Basic api for getting styles

fn test_worksheet_style_iter() {
    let mut xlsx: Xlsx<_> = wb("styles.xlsx");
    let styles = xlsx.worksheet_style("Sheet 1").unwrap();

    for (row, styles) in styles.rows().enumerate() {
        for (col, style) in styles.iter().enumerate() {
            println!("row: {}, col: {}, style: {:?}", row, col, style);
        }
    }
}

Here is the relevant structs so far:

struct Style {
    font: Option<Font>,
    fill: Option<Fill>,
    borders: Option<Borders>,
    alignment: Option<Alignment>,
    number_format: Option<NumberFormat>,
    protection: Option<Protection>,
    style_id: Option<u32>,
}

struct Color {
    alpha: u8,
    red: u8,
    green: u8,
    blue: u8,
}

struct Borders {
    left: Border,
    right: Border,
    top: Border,
    bottom: Border,
    diagonal_down: Border,
    diagonal_up: Border,
}

struct Font {
    name: Option<String>,
    size: Option<f64>,
    weight: FontWeight,
    style: FontStyle,
    underline: UnderlineStyle,
    strikethrough: bool,
    color: Option<Color>,
    family: Option<String>,
}

struct Alignment {
    horizontal: HorizontalAlignment,
    vertical: VerticalAlignment,
    text_rotation: TextRotation,
    wrap_text: bool,
    indent: Option<u8>,
    shrink_to_fit: bool,
}

struct Fill {
    pattern: FillPattern,
    foreground_color: Option<Color>,
    background_color: Option<Color>,
}

struct NumberFormat {
    format_code: String,
    format_id: Option<u32>,
}

struct Protection {
    locked: bool,
    hidden: bool,
}

@jmcnamara
Copy link
Collaborator

Just a quick note to say that overall this looks good and I think it is going in the right direction.

I'll give more detailed feedback early next week.

For code comments you are already using correct sentence-case but could you also add a full stop/period at the end of each line.
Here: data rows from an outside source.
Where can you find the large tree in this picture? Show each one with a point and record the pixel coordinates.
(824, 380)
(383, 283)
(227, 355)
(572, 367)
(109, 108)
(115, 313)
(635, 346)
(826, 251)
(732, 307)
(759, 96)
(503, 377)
This makes it easier to change comments into documentation. It isn't a rule that has been adhered to in the existing code but I would like to improve that going forward.

@azarmadr
Copy link

Man, i wish i discovered this pull early, i wanted to know if a cell is stricken or not. Sat whole day and edited the code myself. Came till adding if stricken or not from the styles.

Learnt a lot from my experience though.
i'll test this pull against my code.

@azarmadr
Copy link

Is the data and styles coming together?
If not, then would we have to read the excel twice to get data, once and then style?

@ddimaria
Copy link
Author

Is the data and styles coming together? If not, then would we have to read the excel twice to get data, once and then style?

Data and Formats have always been processed separately (e.g. worksheet_range() and worksheet_formula()). This PR follows the format pattern (worksheet_style() for styles and worksheet_layout() for column widths and row heights).

When I finish the base work, I'm going to look into optimizations:

  1. More optimal storage (Vec vs Run-Length Encoding) for styles
  2. Looping (to your point, combining read operations to reduce memory/cpu usage)

@azarmadr
Copy link

i got it, even formulae were being used similarly. Was able to satisfy my requirement with worksheet_sytle over a range.

Another doubt, why every item in the style is an option?
All the fonts, borders, and others are available as ids in cellxfs?

hope i am not bothering you.😊

@ddimaria
Copy link
Author

Another doubt, why every item in the style is an option?

@azarmadr this is because the particular style may not exist for a given cell.

@ddimaria
Copy link
Author

ddimaria commented Aug 13, 2025

@jmcnamara We're currently using this fork in production and it's working well. What do I need to do to get this merged with Calamine? Some things to discuss:

  • Is the API agreeable?
  • What type of documentation is needed?
  • Add more testing?
  • Should this be a compiler feature flag?
  • This is only implemented for xlsx, is that OK?

@jmcnamara
Copy link
Collaborator

What do I need to do to get this merged with Calamine?

You should create a non-draft PR with all the WIP files and code removed. I will try to do a review on the current code.

Is the API agreeable?

Overall I think it is okay but I may have specific comments during review.

What type of documentation is needed?

Copy the style of the Xlsx documentation:

  • One line description.
  • One-two paragraph explanation.
  • Parameters section.
  • Errors section if the method Result<(), XlsxError>.
  • Examples section.

https://docs.rs/calamine/latest/calamine/struct.Xlsx.html#method.merged_regions_by_sheet

Add more testing?

That is always good. :-)

Should this be a compiler feature flag?

I think not.

This is only implemented for xlsx, is that OK?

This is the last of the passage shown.